Address
- 30 Linwood Avenue Hamburg, Sussex County, New Jersey, 07419 United States
- Coordinates: 41°09′14″N 74°34′27″W﻿ / ﻿41.153849°N 74.574276°W

District information
- Grades: PreK-8
- Superintendent: Kimberly Sigman
- Business administrator: Amanda Weaver
- Schools: 1

Students and staff
- Enrollment: 246 (as of 2024–25)
- Faculty: 30.1 FTEs
- Student–teacher ratio: 8.2:1

Other information
- District Factor Group: DE
- Website: hamburgschool.com
| Ind. | Per pupil | District spending | Rank (*) | K-8 average | %± vs. average |
| 1A | Total Spending | $21,283 | 49 | $18,891 | 12.7% |
| 1 | Budgetary Cost | 18,305 | 57 | 14,159 | 29.3% |
| 2 | Classroom Instruction | 10,862 | 60 | 8,659 | 25.4% |
| 6 | Support Services | 2,475 | 34 | 2,167 | 14.2% |
| 8 | Administrative Cost | 1,978 | 69 | 1,547 | 27.9% |
| 10 | Operations & Maintenance | 2,699 | 59 | 1,612 | 67.4% |
| 13 | Extracurricular Activities | 244 | 53 | 104 | 134.6% |
| 16 | Median Teacher Salary | 64,123 | 61 | 61,136 |
Data from NJDoE 2014 Taxpayers' Guide to Education Spending. *Of K-8 districts with up to 400 students. Lowest spending=1; Highest=71

= Hamburg School District (New Jersey) =

School district in Sussex County, New Jersey, US

The Hamburg School District is a comprehensive community public school district that serves students in pre-kindergarten through eighth grade from Hamburg, in Sussex County, in the U.S. state of New Jersey.
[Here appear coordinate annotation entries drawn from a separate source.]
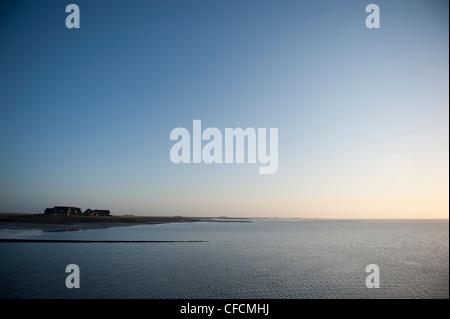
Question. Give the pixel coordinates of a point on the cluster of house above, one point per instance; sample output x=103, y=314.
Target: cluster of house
x=75, y=211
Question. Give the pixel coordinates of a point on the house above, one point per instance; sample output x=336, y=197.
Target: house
x=101, y=212
x=96, y=212
x=88, y=212
x=63, y=211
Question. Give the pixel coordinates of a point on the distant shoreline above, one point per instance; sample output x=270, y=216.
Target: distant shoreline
x=50, y=223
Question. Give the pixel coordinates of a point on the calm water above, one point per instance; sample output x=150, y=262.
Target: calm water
x=263, y=259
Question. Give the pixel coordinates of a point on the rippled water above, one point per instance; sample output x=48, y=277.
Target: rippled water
x=262, y=259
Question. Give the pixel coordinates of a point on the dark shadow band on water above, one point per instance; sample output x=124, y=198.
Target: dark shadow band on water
x=97, y=241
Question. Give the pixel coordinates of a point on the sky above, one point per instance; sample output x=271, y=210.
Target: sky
x=362, y=114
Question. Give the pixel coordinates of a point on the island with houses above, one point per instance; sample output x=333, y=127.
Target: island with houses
x=75, y=211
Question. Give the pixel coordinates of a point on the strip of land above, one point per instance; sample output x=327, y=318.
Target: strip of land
x=97, y=241
x=73, y=223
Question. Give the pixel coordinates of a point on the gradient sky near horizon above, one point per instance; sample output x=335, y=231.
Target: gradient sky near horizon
x=362, y=114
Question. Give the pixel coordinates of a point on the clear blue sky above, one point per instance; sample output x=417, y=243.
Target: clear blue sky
x=85, y=114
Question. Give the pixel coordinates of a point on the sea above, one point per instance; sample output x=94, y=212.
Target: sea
x=233, y=259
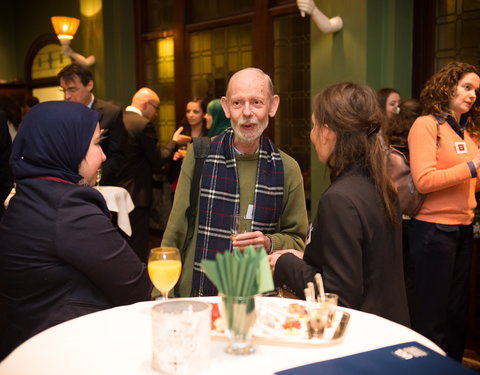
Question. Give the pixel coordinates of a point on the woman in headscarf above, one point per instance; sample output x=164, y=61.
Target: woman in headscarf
x=356, y=238
x=217, y=122
x=60, y=257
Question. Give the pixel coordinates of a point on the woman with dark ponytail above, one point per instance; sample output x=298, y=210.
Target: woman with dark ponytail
x=356, y=236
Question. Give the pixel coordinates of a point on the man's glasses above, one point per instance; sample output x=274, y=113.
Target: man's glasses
x=70, y=90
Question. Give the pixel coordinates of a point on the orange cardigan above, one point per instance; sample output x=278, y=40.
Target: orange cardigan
x=442, y=173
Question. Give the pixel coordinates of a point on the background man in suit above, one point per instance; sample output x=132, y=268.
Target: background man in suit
x=77, y=85
x=142, y=157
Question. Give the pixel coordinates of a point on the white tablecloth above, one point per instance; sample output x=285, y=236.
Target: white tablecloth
x=118, y=200
x=118, y=341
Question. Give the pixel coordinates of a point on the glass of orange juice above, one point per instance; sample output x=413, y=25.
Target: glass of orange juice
x=164, y=267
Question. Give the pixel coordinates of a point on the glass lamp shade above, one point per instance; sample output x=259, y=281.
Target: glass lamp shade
x=65, y=27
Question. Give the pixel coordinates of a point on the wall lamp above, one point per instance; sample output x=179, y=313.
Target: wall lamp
x=65, y=28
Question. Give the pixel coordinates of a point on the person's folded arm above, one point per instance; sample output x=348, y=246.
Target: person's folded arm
x=87, y=240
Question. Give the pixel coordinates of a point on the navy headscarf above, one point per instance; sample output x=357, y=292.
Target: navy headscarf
x=52, y=140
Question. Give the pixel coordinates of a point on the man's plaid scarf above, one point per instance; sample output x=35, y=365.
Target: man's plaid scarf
x=220, y=200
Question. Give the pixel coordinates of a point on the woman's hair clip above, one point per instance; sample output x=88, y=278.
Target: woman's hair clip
x=374, y=128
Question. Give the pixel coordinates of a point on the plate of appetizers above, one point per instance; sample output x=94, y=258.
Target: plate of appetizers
x=284, y=321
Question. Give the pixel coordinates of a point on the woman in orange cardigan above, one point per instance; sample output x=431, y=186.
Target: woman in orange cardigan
x=445, y=160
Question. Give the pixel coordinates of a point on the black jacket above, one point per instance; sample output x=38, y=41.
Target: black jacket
x=114, y=139
x=6, y=178
x=60, y=258
x=355, y=248
x=143, y=155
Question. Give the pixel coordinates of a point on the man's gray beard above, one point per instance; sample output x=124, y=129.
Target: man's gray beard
x=249, y=140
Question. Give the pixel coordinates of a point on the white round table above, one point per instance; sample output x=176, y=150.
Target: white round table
x=118, y=341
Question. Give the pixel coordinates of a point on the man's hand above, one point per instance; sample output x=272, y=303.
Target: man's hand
x=256, y=239
x=181, y=139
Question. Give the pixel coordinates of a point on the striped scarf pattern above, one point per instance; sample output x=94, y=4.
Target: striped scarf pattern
x=220, y=201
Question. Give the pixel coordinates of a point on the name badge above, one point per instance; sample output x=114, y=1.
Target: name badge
x=461, y=147
x=309, y=235
x=249, y=214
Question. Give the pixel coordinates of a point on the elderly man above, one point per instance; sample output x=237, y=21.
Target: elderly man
x=77, y=85
x=142, y=155
x=244, y=174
As of the 2024–25 school year, the district, comprised of one school, had an enrollment of 246 students and 30.1 classroom teachers (on an FTE basis), for a student–teacher ratio of 8.2:1.

For ninth through twelfth grades, public school students attend Wallkill Valley Regional High School which also serves students from Franklin, Hardyston Township and Ogdensburg, as part of the Wallkill Valley Regional High School District. As of the 2024–25 school year, the high school had an enrollment of 581 students and 49.4 classroom teachers (on an FTE basis), for a student–teacher ratio of 11.8:1.

==History==
The district had been classified by the New Jersey Department of Education as being in District Factor Group "DE", the fifth-highest of eight groupings. District Factor Groups organize districts statewide to allow comparison by common socioeconomic characteristics of the local districts. From lowest socioeconomic status to highest, the categories are A, B, CD, DE, FG, GH, I and J.

In 2024, the Wallkill Valley district began a regionalization process with its constituent municipalities to consider the formation of a common K–12 district.

==Schools==
Schools in the district (with 2024–25 enrollment data from the National Center for Education Statistics) are:
- Elementary school
- Hamburg School, with 235 students in grades PreK–8

==Administration==
Core members of the district's administration are:
- Kimberly Sigman, superintendent
- Amanda Weaver, business administrator and board secretary

==Board of education==
The district's board of education, comprised of seven members, sets policy and oversees the fiscal and educational operation of the district through its administration. As a Type II school district, the board's trustees are elected directly by voters to serve three-year terms of office on a staggered basis, with two or three seats up for election each year held (since 2012) as part of the November general election. The board appoints a superintendent to oversee the district's day-to-day operations and a business administrator to supervise the business functions of the district.